“Guess I’ve become an expert over the years,” Teller says.
“I’ve lost count of how many elaborate gestures we brainstormed.”
“Sometimes I think it’s because of you that I won Sophie over.”
I shake my head. “No way. You were the best boyfriend, Tel. Most you came up with all by yourself. Like when you drove up and surprised her with a hot-air balloon ride for your one-year anniversary.”
“Still. You were instrumental in the planning.”
“I’ll happily take credit,” I say.
We’re quiet again. Teller’s gaze is searching but gentle, if a little awkward after everything that’s happened. I think we both feel it. Still, he’s giving me the space to speak if I want to.
“Caleb coming here was really romantic,” I finally agree. When I hear myself say it, I realize there’s no emotion behind it. It’s like I’m saying a scientific fact. Teller is completely right—Caleb showing up in the most beautiful place on Earth is probably the grand gesture of all grand gestures. Add the whole fate-and-soulmate thing in and it’s a true love story for the books. A story for future generations to swoon over. “I should be over the moon, gushing and giddy like I was when we first arrived in Venice. So why aren’t I?”

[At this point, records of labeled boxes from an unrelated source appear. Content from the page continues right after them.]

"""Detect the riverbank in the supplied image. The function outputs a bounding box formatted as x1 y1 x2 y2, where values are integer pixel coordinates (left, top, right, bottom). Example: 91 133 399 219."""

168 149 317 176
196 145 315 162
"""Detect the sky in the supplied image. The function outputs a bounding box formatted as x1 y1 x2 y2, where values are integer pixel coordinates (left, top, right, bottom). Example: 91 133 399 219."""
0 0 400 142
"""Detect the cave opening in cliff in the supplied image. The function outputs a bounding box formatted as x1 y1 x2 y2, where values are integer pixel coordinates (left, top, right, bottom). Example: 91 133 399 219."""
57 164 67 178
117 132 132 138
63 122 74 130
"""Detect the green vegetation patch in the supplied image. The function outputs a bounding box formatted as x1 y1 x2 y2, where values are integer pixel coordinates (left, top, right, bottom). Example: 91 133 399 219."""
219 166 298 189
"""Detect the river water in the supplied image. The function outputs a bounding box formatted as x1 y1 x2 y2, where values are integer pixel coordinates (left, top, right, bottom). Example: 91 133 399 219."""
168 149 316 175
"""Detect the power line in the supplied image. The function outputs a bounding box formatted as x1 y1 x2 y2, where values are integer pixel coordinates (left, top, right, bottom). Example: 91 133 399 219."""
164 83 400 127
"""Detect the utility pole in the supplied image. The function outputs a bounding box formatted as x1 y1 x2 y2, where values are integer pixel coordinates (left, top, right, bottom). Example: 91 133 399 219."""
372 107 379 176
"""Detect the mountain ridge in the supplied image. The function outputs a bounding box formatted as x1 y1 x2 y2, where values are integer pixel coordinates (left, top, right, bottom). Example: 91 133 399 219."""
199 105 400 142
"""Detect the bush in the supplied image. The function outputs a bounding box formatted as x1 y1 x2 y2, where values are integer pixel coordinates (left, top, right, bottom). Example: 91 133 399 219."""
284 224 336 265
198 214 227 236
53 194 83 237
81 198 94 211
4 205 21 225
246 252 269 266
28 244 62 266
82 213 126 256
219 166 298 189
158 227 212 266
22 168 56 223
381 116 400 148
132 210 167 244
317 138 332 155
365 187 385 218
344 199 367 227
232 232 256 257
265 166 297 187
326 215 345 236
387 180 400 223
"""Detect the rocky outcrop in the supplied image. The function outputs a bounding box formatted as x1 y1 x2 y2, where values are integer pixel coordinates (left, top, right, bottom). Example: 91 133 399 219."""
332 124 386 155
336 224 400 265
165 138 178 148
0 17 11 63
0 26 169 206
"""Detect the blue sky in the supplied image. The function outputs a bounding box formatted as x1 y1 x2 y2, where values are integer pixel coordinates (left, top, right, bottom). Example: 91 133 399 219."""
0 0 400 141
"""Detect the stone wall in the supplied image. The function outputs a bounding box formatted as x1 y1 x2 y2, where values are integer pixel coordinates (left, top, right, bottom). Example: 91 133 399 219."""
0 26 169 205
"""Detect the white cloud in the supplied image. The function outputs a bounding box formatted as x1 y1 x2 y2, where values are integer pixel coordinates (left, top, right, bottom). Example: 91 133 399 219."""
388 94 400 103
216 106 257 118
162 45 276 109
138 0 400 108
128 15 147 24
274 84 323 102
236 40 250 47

“Maybe you’re still mad at him?” It’s a fair deduction. I was angry when he first left, and I should still be mad. I have every right to be. But when I was with him today, that emotion didn’t quite feel right. What I feel toward him isn’t anger or frustration—it’s something heavier.
Guilt. Not just about what happened with Teller in Tuscany, but about the feelings I have for him now. The feelings that just won’t go away no matter how hard I try to push them aside.
But I can’t admit any of this to Teller, so I just nod. “Yeah, I think I’m still probably a bit salty over the whole thing.”
Teller leans forward. “Understandable. But he did make the effort. That has to count for something.”
“It does. But what if he leaves again? What if he’s still not ready?”Or worse, what if I’m not ready?
“I think you should at least hear him out. I don’t think he’d have come for you if he wasn’t ready,” he assures me. His confidence burns a little. As grateful as I am for his support, it feels a little cheap, Teller so easily passing me off to someone else after what happened between us.
“Yeah. It’s fate, right?” I say, trying to convince myself more than him. After all, I can’t argue with fate. Fate is forever. These misplaced feelings for Teller are fleeting.
He gulps. “Yeah. Fate.”
Ding.
My phone lights up.
Caleb: Can u talk?
“Speaking of fate. Caleb just texted. He wants to meet up now.”
Teller sits up and smooths his hair out. “Right now?”
I nod. “Right now.”
“All right, well, I won’t hold you back. Your future awaits.” He reaches for my hand, and as he pulls me up, I search his face. For something. Sadness? Jealousy? Anything. But there’s nothing there.
I ignore the dense forest of his lash line. The way I want to curl into him like he’s a pile of fresh, warm laundry. I ignore it all. As complicated as my feelings are for Teller, this is fate pointing me in the right direction. Teller was never supposed to be mine.
32
Caleb and I meet up at the Path of the Gods, a rugged pathway that connects Positano to smaller villages, offering panoramic views of the coast and the little villages and their quintessential pastel-colored buildings. The path is beautiful, filled with wildflowers and lush greenery. It takes a solid three hours to complete, giving us plenty of time to talk.
We ease in, spending the first half of the hike catching up. He tells me all about his adventures with Freddie in Naples, and I recount our time in Tuscany—or at least, a sanitized version.
“All right, so let’s be serious for five minutes,” he says, flashing me that sunny smile. It reminds me why I liked him so much to begin with. He parks himself on a flat rock, patting the space next to him.
“My record is four, but let’s try,” I say with a sly smile. I relish the feeling of the coastal air on my face, a welcome reprieve from the blazing sun.
“All right, I’ll make it quick. I owe you an apology. I’m sorrier than you’ll ever know,” he says over the echo of a group of hikers ahead.